Falling on the ground I crawled to the stream and lay in its shallow waters near the edge, letting the cool water run slowly over me. And when I looked up, there were stars. My fingers dug into the mud of the stream and I plastered my wounds with it.
Weak from exhaustion and loss of blood I crawled from the stream applying more mud to my wounds. Somewhere I had been told mud was useful, but I did not remember why. I cared only that it was here and that somehow the bleeding must be stopped.
Crawling to my bed I pulled the blanket over me and lay shivering. Whether I simply lost consciousness or slept I do not know, but when I opened my eyes I fumbled some sticks into the fire before passing out again. It was daylight when my eyes opened. A few tendrils of smoke lifted from my coals and I coaxed them to flame once more, dipped water into the bark dish, and suspended it above the fire. I cut a piece of the meat and dropped it in with some other things gathered when crawling about. After a long time I opened my eyes and the water had boiled down leaving a kind of mush of my stew. With my wooden spoon I managed a few mouthfuls before passing out again.

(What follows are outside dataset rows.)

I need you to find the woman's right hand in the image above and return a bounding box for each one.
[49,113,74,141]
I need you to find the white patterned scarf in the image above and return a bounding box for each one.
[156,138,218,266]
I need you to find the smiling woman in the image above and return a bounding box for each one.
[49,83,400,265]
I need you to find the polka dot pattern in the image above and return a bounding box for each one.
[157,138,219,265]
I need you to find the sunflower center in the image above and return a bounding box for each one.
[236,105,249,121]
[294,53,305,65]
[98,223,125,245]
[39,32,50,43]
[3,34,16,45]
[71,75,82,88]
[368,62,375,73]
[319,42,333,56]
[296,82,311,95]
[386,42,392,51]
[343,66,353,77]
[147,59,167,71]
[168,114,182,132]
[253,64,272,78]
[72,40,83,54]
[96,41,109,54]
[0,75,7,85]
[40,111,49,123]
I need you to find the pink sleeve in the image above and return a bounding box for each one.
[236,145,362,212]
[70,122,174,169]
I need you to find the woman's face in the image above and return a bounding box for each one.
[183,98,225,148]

There was a long while then when I fought wild battles with gigantic cats, when buffalo stampeded over me and Kapata returned with his spear. It was delirium, and I knew it, and from time to time I crawled to the stream and drank. Once I made chicory coffee and then passed out still again. Once I chewed on raw meat, and finally I slept, a deep, long sleep almost like the sleep of death.
In it I felt gentle hands—my wounds were being treated and I was home again. Consciousness returned and my eyes opened. I was clearly awake and there was no delirium. I turned my head. An Indian sat by the fire, eating. It was Keokotah.